Disquaire day, une journée pour sauver le vinyle

Par @Culturebox
Mis à jour le 21/04/2013 à 14H08, publié le 21/04/2013 à 13H42
Des trésors chez les disquaires

Des trésors chez les disquaires

© Maël Kerneïs

Créé en 2008 aux Etats-Unis sous le nom de Record Store Day, et en 2011 en France, le Disquaire day a fêté sa troisième édition samedi 20 avril dans toute la France. Une opération pour éviter la fermeture des boutiques spécialisées qui semble en voie de réussir son pari.

"En région parisienne, un nouveau disquaire ouvre tous les trois mois." Avec une évolution notable : "Le vinyle représentait à peine 30 % du chiffre d'affaires des disquaires en 2009, aujourd'hui le pourcentage tourne entre 70 % et 80 % ! tel est le constat de David Godevais, directeur du Club action des labels indépendants français rapporté par nos confrères du Monde. Un bilan presque incroyable. Le vinyle a bien failli disparaitre, promis à une mort certaine, chassé par le CD et autre MP3. Pourtant, il semblerait qu'aujourd'hui, les mélomanes soient à la recherche d'un son plus authentique lassés par la froidieur et la pureté trop industrielle du son numérique.

Reportage : L. Truffert / E. Foissac / S. Lebeon / E. Auriaux

https://videos.francetv.fr/video/NI_145427@Culture

Cette année, ils sont 186 disquaires à participer à l'opération. Un évènement médiatique qui donne un coup de pouce au business. Certains vendeurs avouent muliplier leur chiffre d'affaire par quatre par rapport à un samedi ordinaire quand d'autres dépassent les recettes réalisées durant la période de noël. Il faut dire que les artistes sont de plus en plus nombreux à concevoir un disque spécial pour le disquaire Day. C'est le cas notament de the Stooges, 2 Many DJ's, ou David Bowie.

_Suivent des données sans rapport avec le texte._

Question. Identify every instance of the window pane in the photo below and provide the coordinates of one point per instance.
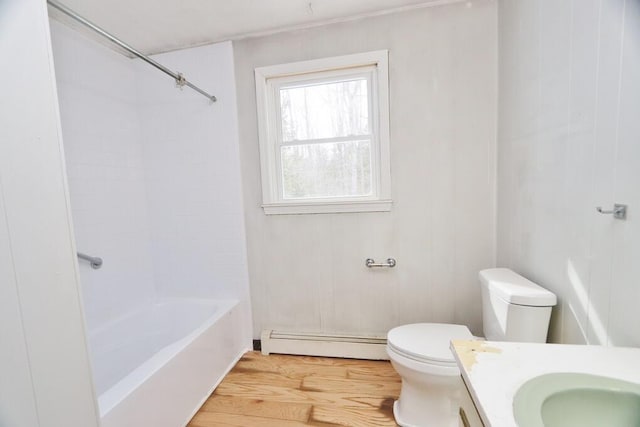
(339, 169)
(325, 110)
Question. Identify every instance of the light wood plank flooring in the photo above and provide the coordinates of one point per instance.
(280, 390)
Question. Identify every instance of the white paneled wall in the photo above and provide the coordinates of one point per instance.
(154, 176)
(193, 175)
(307, 271)
(568, 141)
(45, 374)
(104, 152)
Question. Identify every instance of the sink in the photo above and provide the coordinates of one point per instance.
(577, 400)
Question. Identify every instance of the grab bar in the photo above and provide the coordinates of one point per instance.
(96, 262)
(369, 262)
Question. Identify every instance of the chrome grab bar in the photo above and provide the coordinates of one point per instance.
(96, 262)
(371, 263)
(619, 211)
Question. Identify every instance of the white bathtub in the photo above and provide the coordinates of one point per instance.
(155, 366)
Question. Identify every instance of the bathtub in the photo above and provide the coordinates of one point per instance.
(157, 365)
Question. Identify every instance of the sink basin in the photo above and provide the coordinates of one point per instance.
(577, 400)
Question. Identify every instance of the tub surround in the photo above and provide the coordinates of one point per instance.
(494, 371)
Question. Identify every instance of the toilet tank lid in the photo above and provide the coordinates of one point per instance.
(515, 289)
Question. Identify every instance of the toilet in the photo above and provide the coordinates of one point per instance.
(513, 309)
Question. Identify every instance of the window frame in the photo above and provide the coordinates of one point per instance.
(270, 79)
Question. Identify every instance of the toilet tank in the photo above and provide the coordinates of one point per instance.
(513, 307)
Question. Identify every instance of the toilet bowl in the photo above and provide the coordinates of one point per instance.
(514, 309)
(431, 383)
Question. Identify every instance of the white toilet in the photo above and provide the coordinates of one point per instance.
(513, 309)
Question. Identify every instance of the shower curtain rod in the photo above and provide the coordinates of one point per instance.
(178, 77)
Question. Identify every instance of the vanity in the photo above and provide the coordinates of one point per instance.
(534, 385)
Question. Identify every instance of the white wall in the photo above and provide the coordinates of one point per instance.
(44, 365)
(193, 175)
(569, 141)
(154, 175)
(105, 165)
(307, 271)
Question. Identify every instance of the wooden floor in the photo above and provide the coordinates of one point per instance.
(284, 391)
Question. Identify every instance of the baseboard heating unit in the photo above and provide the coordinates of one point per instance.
(328, 345)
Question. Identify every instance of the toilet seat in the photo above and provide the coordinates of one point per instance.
(427, 342)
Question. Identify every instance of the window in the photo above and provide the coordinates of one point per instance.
(324, 135)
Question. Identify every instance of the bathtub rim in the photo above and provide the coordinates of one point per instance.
(126, 386)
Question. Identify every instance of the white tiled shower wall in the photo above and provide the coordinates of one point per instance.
(568, 141)
(153, 175)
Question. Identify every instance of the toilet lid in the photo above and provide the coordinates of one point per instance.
(427, 341)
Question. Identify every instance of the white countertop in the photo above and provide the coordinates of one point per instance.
(493, 371)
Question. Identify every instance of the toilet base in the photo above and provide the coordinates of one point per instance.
(402, 423)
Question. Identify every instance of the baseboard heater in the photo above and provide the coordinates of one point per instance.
(328, 345)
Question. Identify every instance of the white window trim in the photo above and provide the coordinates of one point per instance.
(267, 131)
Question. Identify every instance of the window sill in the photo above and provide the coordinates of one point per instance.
(327, 207)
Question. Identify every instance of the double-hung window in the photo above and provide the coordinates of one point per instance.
(324, 135)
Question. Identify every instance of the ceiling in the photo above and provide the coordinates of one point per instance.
(154, 26)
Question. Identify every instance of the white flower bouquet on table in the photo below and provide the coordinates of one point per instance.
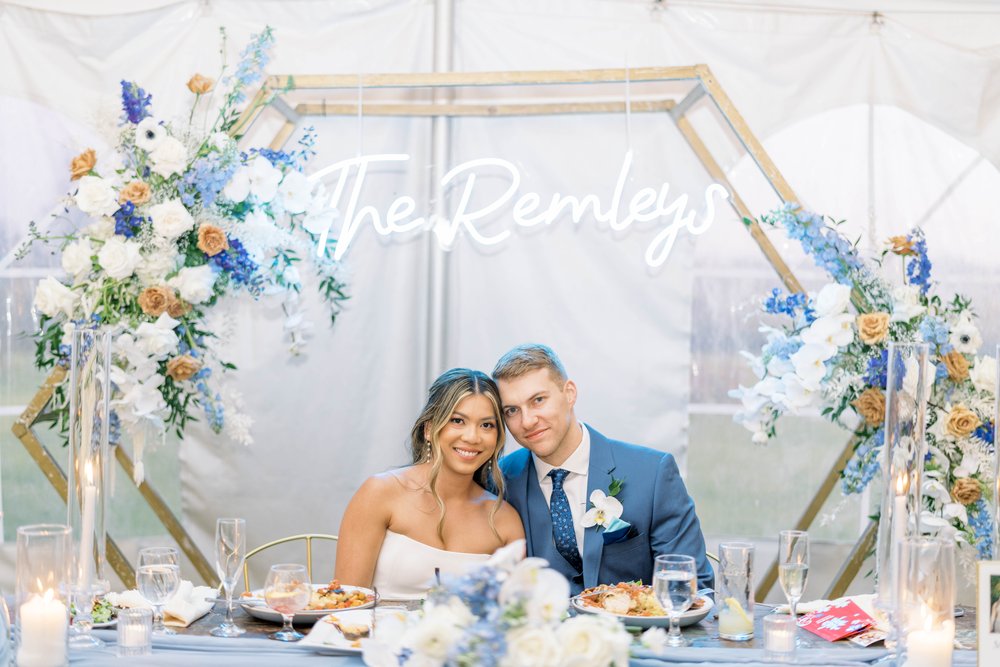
(508, 613)
(823, 357)
(177, 218)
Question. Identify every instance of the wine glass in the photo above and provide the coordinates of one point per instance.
(158, 577)
(287, 590)
(230, 550)
(674, 583)
(793, 565)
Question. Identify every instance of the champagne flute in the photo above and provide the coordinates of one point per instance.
(674, 583)
(230, 551)
(287, 590)
(793, 565)
(161, 577)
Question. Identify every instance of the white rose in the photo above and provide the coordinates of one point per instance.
(833, 299)
(77, 258)
(149, 133)
(52, 298)
(984, 374)
(171, 219)
(96, 196)
(532, 646)
(169, 158)
(119, 258)
(194, 283)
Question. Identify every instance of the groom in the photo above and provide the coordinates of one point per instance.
(551, 481)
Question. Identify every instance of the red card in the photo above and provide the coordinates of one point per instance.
(838, 621)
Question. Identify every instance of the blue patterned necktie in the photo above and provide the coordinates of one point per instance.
(563, 531)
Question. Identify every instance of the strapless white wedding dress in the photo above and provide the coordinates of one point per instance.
(405, 567)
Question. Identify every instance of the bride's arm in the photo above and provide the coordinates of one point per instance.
(362, 531)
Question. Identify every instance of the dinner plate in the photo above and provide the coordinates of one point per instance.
(326, 639)
(260, 610)
(689, 617)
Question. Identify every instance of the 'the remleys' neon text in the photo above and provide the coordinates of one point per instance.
(528, 210)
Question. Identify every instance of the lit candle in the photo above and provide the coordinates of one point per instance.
(44, 623)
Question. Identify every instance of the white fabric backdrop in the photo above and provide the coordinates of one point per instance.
(624, 331)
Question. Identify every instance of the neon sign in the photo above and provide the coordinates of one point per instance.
(528, 210)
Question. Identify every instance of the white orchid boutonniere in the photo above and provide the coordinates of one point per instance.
(606, 511)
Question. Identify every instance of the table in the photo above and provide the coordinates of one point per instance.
(195, 646)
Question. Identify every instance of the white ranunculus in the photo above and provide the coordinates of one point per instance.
(171, 219)
(149, 133)
(194, 283)
(906, 303)
(965, 336)
(119, 257)
(96, 196)
(169, 158)
(295, 191)
(52, 298)
(77, 259)
(532, 646)
(984, 374)
(833, 299)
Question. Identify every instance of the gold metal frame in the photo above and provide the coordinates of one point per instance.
(308, 537)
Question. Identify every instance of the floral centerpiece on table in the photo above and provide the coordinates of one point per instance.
(508, 613)
(822, 356)
(177, 218)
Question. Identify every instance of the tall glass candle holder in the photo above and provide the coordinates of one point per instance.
(41, 607)
(927, 601)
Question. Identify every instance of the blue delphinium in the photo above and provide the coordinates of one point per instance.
(135, 103)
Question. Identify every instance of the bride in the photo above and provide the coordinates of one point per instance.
(404, 525)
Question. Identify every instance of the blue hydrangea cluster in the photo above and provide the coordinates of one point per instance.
(790, 305)
(135, 103)
(127, 223)
(918, 268)
(205, 178)
(829, 250)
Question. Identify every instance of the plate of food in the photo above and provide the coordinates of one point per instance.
(325, 598)
(635, 604)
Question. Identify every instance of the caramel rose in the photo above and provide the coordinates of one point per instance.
(199, 85)
(81, 165)
(154, 301)
(966, 491)
(136, 192)
(873, 327)
(961, 421)
(183, 367)
(211, 240)
(871, 406)
(902, 245)
(957, 365)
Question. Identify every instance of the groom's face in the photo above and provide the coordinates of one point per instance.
(538, 411)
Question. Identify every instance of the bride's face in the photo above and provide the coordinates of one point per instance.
(469, 438)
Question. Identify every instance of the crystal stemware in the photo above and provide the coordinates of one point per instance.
(287, 590)
(674, 583)
(230, 551)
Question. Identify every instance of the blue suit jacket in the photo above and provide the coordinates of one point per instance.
(655, 502)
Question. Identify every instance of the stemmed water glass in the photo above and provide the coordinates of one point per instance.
(674, 583)
(158, 577)
(287, 590)
(793, 565)
(230, 551)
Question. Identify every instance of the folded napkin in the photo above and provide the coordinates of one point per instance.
(188, 604)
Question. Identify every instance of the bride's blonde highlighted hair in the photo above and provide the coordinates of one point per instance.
(444, 395)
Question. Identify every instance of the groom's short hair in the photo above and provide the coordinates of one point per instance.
(526, 358)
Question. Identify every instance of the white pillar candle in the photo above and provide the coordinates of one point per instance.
(43, 622)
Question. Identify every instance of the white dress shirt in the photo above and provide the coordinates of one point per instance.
(575, 484)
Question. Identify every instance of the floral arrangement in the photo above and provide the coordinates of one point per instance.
(508, 613)
(175, 219)
(824, 357)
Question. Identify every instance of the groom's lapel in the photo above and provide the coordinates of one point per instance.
(598, 477)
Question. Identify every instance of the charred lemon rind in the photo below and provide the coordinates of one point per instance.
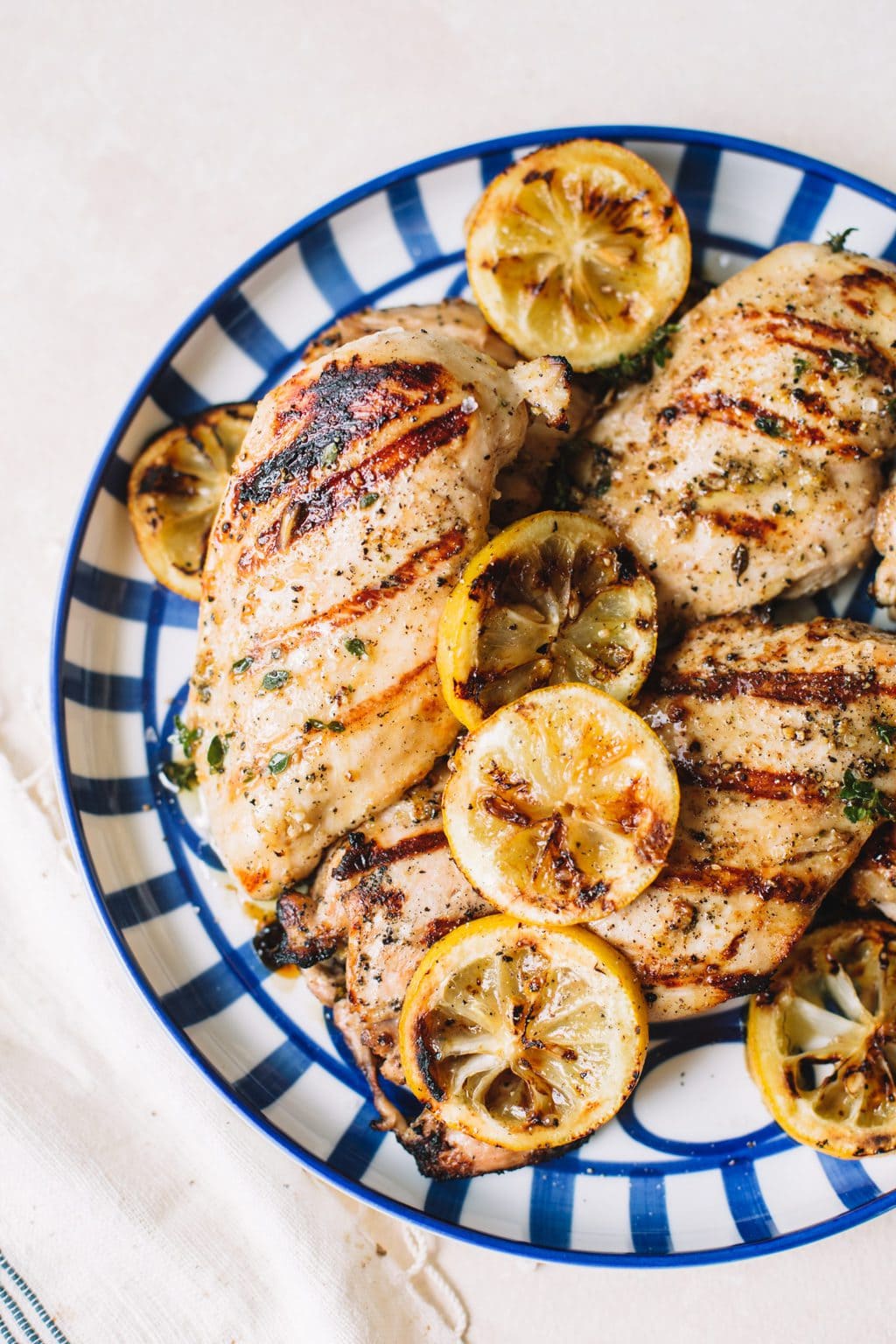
(821, 1040)
(175, 488)
(522, 1038)
(555, 597)
(579, 248)
(562, 807)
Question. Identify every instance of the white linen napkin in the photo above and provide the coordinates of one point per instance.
(135, 1205)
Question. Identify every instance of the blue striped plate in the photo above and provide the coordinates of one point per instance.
(692, 1170)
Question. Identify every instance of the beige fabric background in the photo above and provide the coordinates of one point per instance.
(145, 150)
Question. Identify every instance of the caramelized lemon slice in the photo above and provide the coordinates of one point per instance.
(579, 250)
(552, 598)
(821, 1042)
(562, 807)
(520, 1037)
(175, 488)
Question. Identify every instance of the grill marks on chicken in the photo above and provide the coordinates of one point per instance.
(361, 488)
(748, 466)
(763, 724)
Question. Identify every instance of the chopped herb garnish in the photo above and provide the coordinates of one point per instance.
(770, 425)
(185, 737)
(318, 726)
(838, 241)
(740, 559)
(216, 752)
(844, 360)
(637, 368)
(276, 680)
(864, 802)
(180, 773)
(886, 732)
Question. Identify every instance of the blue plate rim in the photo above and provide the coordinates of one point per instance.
(529, 1250)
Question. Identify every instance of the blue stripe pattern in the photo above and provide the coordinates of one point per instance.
(805, 210)
(648, 1214)
(238, 970)
(444, 1199)
(147, 900)
(110, 797)
(410, 220)
(494, 163)
(328, 270)
(273, 1077)
(850, 1183)
(551, 1208)
(213, 990)
(101, 690)
(250, 332)
(130, 598)
(32, 1300)
(747, 1206)
(359, 1144)
(115, 479)
(173, 396)
(696, 183)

Reportage : C. Juteau / F. Tabuteau / J. Russseil

https://videos.francetv.fr/video/NI_145425@Culture

Mais derrière ce tableau idyllique se cache une réalité plus difficile pour les disquaires. Car une seule journée dans l'année ne suffit pas selon certains professionnels à compenser le désamour des jeunes générations pour le concept de l'album, trop habitués à zapper. En 1970, l'Hexagone comptait 3 000 enseignes, il n'en restait que 200 en 2012.